Avec Jean-Paul Rouve, Guillaume Gouix, India Hair…

Genre comédie / thriller

Durée 6 X 50 mn

ARTE

Avec le vent qui souffle et le bruit des pas étouffé par la neige, on ne l’avait pas entendu venir : Gérald Hustache-Mathieu, réalisateur on ne peut plus discret, réajuste son bonnet et repart à Mouthe, petit village de quelque 900 âmes, frontalier avec la Suisse. C’est là qu’on l’avait laissé en 2011 avec son dernier film, Poupoupidou.

On se rappelle alors l’ambiance glaciale, un brin irréelle, enveloppant une histoire d’amour entre un auteur de romans noirs et une «sosie» de Marilyn Monroe, sur fond d’enquête policière.

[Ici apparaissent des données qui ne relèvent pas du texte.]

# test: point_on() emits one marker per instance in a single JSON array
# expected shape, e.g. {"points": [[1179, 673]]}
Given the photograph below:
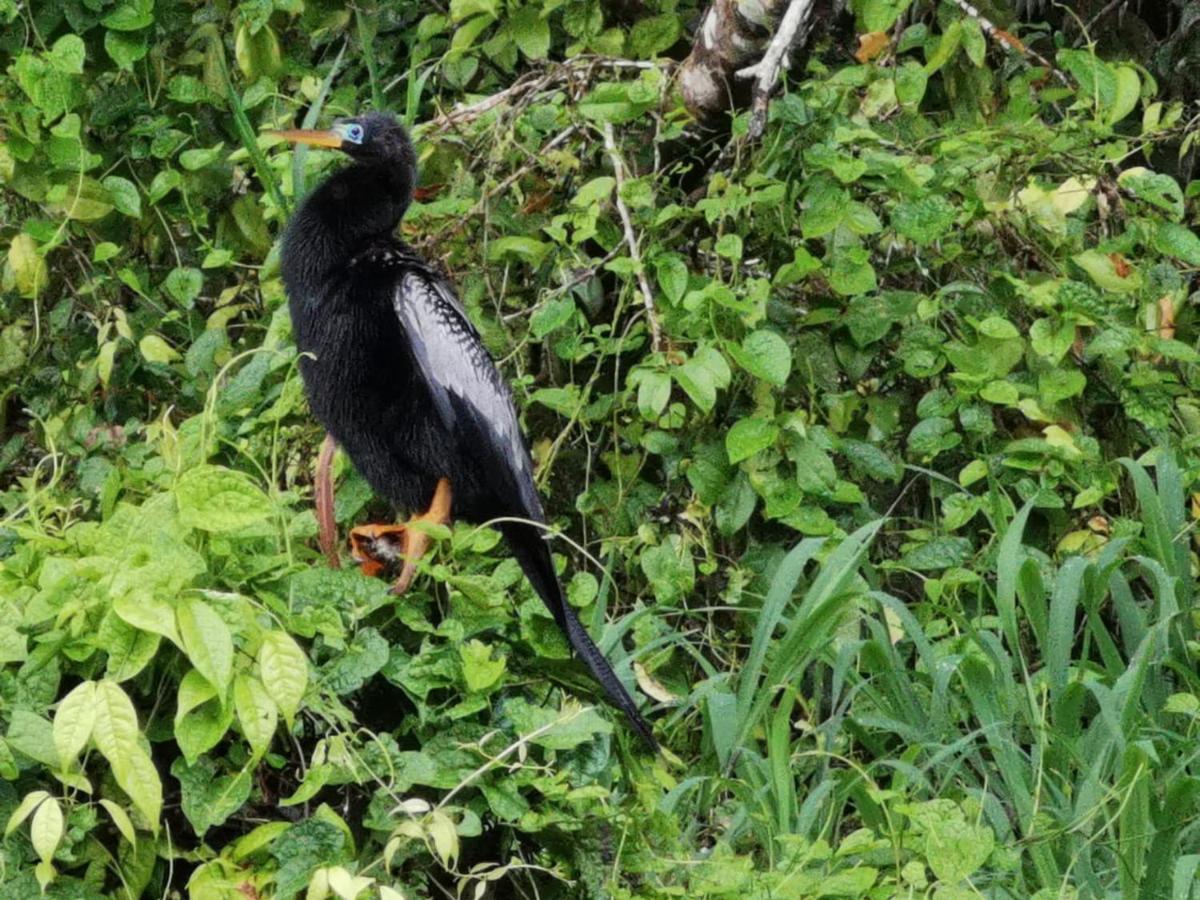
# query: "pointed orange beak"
{"points": [[315, 138]]}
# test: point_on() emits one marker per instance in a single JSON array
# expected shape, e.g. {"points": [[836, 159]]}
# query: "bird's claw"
{"points": [[378, 547]]}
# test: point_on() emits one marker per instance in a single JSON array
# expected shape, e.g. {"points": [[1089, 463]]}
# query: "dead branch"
{"points": [[618, 169], [766, 71]]}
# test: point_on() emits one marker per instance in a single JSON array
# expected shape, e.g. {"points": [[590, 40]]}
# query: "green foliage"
{"points": [[892, 533]]}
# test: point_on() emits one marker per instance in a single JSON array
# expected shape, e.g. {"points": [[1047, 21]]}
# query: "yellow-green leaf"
{"points": [[46, 829], [207, 641], [73, 721], [27, 267], [121, 820], [257, 713], [285, 670]]}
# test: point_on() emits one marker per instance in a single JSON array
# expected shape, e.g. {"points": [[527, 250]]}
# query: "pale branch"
{"points": [[618, 169], [766, 71]]}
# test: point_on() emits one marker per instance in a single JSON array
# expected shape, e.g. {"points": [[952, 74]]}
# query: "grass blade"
{"points": [[249, 137], [300, 153]]}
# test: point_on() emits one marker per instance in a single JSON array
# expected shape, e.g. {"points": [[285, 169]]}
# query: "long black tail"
{"points": [[533, 555]]}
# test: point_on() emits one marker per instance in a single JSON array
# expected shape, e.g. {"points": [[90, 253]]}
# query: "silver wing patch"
{"points": [[472, 399]]}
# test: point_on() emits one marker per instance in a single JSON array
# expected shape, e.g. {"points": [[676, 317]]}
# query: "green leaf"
{"points": [[125, 48], [46, 829], [765, 354], [73, 721], [911, 83], [617, 102], [697, 383], [130, 16], [955, 849], [670, 569], [531, 31], [1126, 95], [69, 54], [29, 803], [301, 850], [852, 271], [33, 736], [183, 285], [125, 196], [672, 276], [120, 819], [28, 267], [871, 460], [207, 641], [148, 613], [155, 349], [1179, 241], [479, 670], [520, 249], [748, 437], [551, 315], [729, 246], [257, 713], [1157, 190], [214, 498], [199, 157], [879, 15], [117, 737], [162, 184], [653, 394], [285, 671], [654, 34], [209, 795], [83, 199], [925, 220], [556, 729]]}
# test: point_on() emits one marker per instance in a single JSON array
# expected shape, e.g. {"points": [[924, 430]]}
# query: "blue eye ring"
{"points": [[351, 132]]}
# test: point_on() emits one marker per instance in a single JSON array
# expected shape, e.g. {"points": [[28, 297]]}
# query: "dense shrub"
{"points": [[892, 533]]}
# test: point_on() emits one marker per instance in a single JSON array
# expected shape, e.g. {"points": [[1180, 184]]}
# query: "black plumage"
{"points": [[397, 373]]}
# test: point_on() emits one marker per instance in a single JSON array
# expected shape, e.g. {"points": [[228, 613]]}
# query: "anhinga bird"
{"points": [[401, 379]]}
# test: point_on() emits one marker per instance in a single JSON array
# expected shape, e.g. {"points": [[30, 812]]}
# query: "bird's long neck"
{"points": [[351, 209]]}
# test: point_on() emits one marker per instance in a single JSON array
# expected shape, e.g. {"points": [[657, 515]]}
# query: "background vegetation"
{"points": [[894, 534]]}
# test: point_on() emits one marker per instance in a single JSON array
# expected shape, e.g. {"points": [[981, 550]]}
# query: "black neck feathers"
{"points": [[354, 207]]}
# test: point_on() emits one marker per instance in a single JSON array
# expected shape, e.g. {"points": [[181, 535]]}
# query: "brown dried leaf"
{"points": [[871, 45], [651, 687]]}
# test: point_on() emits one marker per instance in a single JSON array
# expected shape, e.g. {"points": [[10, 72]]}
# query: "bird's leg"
{"points": [[323, 489], [377, 545], [417, 543]]}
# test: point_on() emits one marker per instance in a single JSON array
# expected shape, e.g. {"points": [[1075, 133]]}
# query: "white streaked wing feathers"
{"points": [[472, 399]]}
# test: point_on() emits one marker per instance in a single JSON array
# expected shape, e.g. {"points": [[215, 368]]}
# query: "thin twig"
{"points": [[525, 169], [533, 83], [618, 169], [766, 71]]}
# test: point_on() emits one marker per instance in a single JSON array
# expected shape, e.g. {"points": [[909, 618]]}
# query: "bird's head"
{"points": [[371, 137]]}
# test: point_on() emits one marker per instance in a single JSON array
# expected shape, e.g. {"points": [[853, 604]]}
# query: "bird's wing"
{"points": [[472, 400]]}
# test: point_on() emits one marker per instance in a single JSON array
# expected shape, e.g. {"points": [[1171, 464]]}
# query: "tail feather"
{"points": [[533, 555]]}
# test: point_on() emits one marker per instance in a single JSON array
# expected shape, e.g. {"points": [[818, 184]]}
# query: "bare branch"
{"points": [[766, 71], [618, 168]]}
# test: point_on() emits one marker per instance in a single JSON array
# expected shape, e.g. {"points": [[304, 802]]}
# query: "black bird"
{"points": [[400, 378]]}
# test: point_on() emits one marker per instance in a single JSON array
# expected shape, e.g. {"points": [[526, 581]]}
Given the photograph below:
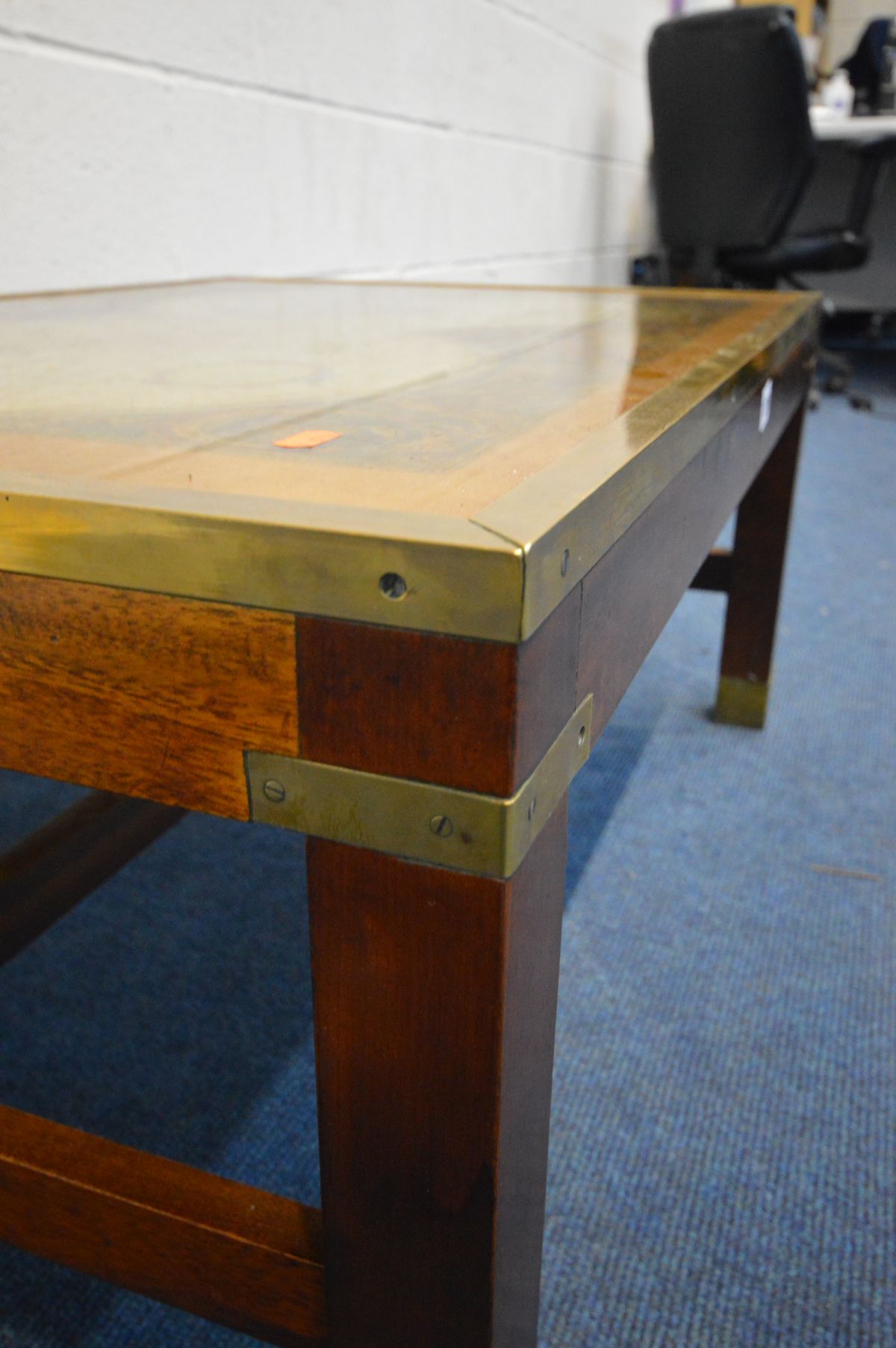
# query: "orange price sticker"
{"points": [[308, 438]]}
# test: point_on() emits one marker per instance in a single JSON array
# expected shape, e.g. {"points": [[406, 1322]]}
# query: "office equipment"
{"points": [[733, 152], [402, 639], [862, 299]]}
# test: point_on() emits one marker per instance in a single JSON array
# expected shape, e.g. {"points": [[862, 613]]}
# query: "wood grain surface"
{"points": [[61, 863], [143, 695], [236, 1255], [435, 999], [465, 713], [629, 596]]}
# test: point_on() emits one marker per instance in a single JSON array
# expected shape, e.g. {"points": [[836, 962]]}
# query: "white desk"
{"points": [[827, 127], [827, 200]]}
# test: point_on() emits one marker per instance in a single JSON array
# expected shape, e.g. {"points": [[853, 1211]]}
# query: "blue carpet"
{"points": [[723, 1146]]}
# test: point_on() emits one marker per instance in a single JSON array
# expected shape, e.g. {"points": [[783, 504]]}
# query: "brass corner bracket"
{"points": [[487, 835]]}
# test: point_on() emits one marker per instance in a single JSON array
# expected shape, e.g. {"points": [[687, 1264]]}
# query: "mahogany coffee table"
{"points": [[375, 562]]}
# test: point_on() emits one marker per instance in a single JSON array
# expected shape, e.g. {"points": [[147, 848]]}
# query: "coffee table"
{"points": [[375, 562]]}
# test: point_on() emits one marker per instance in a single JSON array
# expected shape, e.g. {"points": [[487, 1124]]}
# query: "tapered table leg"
{"points": [[435, 998], [756, 574]]}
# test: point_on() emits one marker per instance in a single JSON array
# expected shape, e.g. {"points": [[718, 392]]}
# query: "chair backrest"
{"points": [[732, 142]]}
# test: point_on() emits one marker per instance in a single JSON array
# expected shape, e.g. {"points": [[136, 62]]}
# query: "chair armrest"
{"points": [[872, 157]]}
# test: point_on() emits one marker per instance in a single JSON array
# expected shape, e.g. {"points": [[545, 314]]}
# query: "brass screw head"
{"points": [[393, 586]]}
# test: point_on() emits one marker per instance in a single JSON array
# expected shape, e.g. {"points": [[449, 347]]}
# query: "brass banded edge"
{"points": [[564, 527], [460, 580], [420, 821]]}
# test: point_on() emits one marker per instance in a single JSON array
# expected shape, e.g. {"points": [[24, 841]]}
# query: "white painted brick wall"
{"points": [[468, 139]]}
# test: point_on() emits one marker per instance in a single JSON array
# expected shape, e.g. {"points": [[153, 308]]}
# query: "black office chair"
{"points": [[733, 150]]}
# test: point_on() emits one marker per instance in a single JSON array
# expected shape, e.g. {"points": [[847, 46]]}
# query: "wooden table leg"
{"points": [[755, 584], [435, 996]]}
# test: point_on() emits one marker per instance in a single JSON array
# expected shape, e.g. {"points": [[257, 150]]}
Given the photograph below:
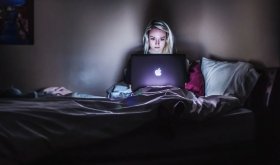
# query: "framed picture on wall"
{"points": [[16, 22]]}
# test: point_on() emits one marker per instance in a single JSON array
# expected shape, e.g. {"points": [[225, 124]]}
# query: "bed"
{"points": [[154, 125]]}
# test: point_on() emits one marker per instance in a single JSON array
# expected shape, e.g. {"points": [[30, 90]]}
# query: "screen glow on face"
{"points": [[157, 41], [158, 72]]}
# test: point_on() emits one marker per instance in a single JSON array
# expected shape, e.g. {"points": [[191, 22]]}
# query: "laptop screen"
{"points": [[158, 70]]}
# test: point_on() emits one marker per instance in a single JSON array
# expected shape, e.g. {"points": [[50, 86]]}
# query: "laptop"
{"points": [[158, 70]]}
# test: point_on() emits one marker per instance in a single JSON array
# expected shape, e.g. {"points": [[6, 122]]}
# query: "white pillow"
{"points": [[228, 78]]}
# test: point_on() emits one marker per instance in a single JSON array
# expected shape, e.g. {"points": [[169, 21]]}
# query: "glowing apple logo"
{"points": [[158, 72]]}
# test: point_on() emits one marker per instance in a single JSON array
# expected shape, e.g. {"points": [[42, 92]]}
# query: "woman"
{"points": [[158, 38]]}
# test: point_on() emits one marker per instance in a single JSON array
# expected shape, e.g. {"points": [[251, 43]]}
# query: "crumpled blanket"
{"points": [[33, 128]]}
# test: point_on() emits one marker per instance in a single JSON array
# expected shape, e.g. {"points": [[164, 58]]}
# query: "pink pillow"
{"points": [[196, 80]]}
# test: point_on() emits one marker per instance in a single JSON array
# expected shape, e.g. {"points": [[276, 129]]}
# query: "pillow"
{"points": [[196, 80], [228, 78]]}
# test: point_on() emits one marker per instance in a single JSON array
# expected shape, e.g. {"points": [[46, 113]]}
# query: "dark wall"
{"points": [[82, 44]]}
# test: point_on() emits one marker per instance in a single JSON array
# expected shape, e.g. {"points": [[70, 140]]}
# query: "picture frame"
{"points": [[16, 22]]}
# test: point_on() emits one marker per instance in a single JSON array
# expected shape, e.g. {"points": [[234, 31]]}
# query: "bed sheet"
{"points": [[34, 128]]}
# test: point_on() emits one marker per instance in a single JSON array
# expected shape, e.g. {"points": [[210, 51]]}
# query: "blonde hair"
{"points": [[161, 25]]}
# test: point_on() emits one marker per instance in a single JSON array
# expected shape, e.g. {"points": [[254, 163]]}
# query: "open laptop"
{"points": [[158, 70]]}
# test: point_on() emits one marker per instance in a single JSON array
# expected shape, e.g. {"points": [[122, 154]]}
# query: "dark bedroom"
{"points": [[74, 85]]}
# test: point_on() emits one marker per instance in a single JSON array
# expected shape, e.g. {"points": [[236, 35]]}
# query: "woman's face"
{"points": [[157, 41]]}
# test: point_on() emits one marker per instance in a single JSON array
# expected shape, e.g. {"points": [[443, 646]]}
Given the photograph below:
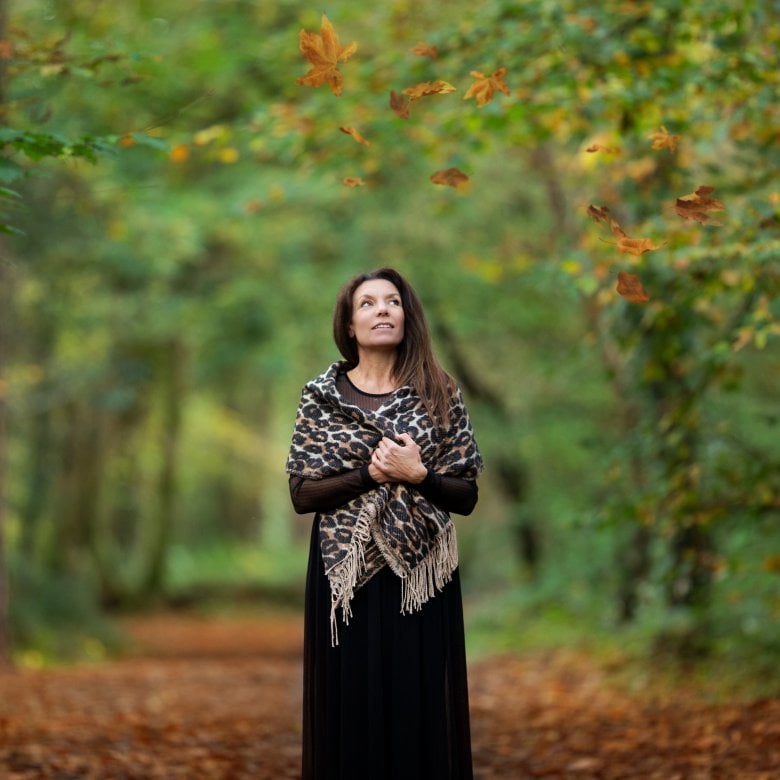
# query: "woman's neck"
{"points": [[374, 373]]}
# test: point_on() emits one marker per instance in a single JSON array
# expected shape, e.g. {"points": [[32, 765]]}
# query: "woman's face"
{"points": [[377, 315]]}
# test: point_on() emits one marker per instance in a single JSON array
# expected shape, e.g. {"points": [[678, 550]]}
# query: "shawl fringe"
{"points": [[371, 528]]}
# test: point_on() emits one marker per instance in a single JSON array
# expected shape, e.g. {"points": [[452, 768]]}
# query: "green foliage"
{"points": [[215, 233], [57, 618]]}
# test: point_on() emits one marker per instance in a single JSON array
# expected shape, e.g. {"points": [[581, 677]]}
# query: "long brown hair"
{"points": [[415, 363]]}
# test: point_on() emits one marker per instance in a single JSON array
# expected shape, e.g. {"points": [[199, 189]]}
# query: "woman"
{"points": [[382, 452]]}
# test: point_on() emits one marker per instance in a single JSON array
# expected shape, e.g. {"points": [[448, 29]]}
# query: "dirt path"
{"points": [[220, 699]]}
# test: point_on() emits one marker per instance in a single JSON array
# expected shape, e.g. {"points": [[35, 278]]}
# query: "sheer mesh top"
{"points": [[452, 494]]}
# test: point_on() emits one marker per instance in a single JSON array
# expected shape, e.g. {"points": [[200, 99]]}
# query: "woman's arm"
{"points": [[320, 495], [452, 494]]}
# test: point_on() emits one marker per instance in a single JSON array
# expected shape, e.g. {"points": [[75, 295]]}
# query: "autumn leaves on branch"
{"points": [[324, 53]]}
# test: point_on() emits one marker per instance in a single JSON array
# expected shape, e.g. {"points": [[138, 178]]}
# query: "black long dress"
{"points": [[390, 701]]}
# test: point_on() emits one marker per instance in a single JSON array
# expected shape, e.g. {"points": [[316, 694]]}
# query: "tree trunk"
{"points": [[5, 302], [173, 390]]}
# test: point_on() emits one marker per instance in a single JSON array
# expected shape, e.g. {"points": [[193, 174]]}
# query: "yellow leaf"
{"points": [[428, 88], [662, 139], [452, 177], [399, 104], [355, 134], [324, 52], [180, 153], [484, 87], [423, 49], [630, 287]]}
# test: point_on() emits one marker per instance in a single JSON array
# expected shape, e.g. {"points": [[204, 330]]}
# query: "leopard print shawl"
{"points": [[392, 524]]}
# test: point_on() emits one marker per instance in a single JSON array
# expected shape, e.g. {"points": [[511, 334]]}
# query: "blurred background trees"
{"points": [[167, 301]]}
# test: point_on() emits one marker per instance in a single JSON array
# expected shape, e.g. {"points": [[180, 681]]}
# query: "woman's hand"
{"points": [[397, 462]]}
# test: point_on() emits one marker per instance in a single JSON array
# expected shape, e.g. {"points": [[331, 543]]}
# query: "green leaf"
{"points": [[10, 170]]}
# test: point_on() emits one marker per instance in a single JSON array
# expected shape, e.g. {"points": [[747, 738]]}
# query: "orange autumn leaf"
{"points": [[636, 246], [355, 134], [428, 88], [452, 177], [180, 153], [599, 214], [324, 52], [697, 206], [626, 244], [606, 149], [630, 287], [424, 49], [663, 139], [484, 87], [399, 104]]}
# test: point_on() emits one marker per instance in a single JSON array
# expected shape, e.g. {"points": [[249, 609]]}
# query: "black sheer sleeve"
{"points": [[452, 494], [320, 495]]}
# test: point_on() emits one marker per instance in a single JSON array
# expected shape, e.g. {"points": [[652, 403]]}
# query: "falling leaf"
{"points": [[354, 133], [662, 139], [324, 52], [636, 246], [452, 177], [606, 149], [428, 88], [180, 153], [424, 49], [631, 246], [484, 87], [697, 205], [399, 104], [630, 287], [599, 214]]}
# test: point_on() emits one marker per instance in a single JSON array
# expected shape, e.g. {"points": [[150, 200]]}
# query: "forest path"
{"points": [[219, 699]]}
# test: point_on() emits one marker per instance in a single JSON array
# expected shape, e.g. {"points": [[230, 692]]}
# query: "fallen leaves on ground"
{"points": [[220, 699]]}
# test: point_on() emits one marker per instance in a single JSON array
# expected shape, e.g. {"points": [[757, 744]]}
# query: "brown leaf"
{"points": [[662, 139], [452, 177], [399, 104], [424, 49], [180, 153], [428, 88], [484, 87], [630, 287], [355, 134], [324, 52], [636, 246], [599, 214], [697, 205]]}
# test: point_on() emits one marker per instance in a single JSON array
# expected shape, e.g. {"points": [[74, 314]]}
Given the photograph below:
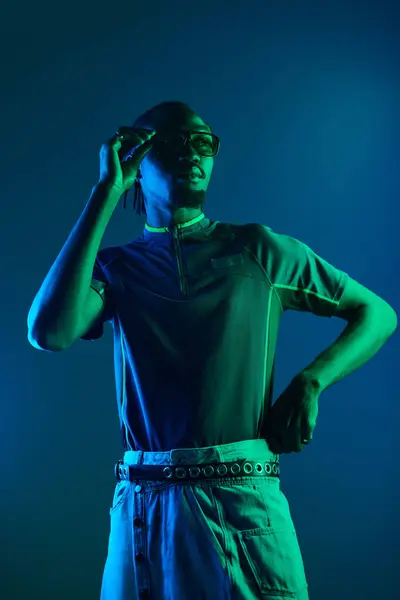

Une fantaisie réussie, mais apparemment pas achevée pour le cinéaste, qui profite du format de la série pour en dire plus sans tout changer. Il conserve ainsi le lieu de tournage, les codes du polar et même ses deux acteurs principaux : Jean-Paul Rouve et Guillaume Gouix.

On repart donc dans le bourg considéré comme le plus froid de France – avec un record de -36 °C en 1968, dit David Rousseau à son éditrice. Avec ses livres aux drôles de noms (Trappistines et cocaïne, Drôle de brame, Orange balsamique…), il s’est taillé une belle réputation, mais se rêve d’être le prochain James Ellroy.

En panne d’inspiration, son retour dans le Jura fait suite à l’invitation d’un moine, le frère Giacomo, qui lui a promis de lui révéler un secret sur sa mère. Trop tard… À son arrivée, il apprend que ce dernier est mort, tandis que des événements étranges viennent troubler la froide quiétude des lieux : la découverte d’une oreille humaine, puis celle d’un cadavre imitant un autoportrait de Van Gogh.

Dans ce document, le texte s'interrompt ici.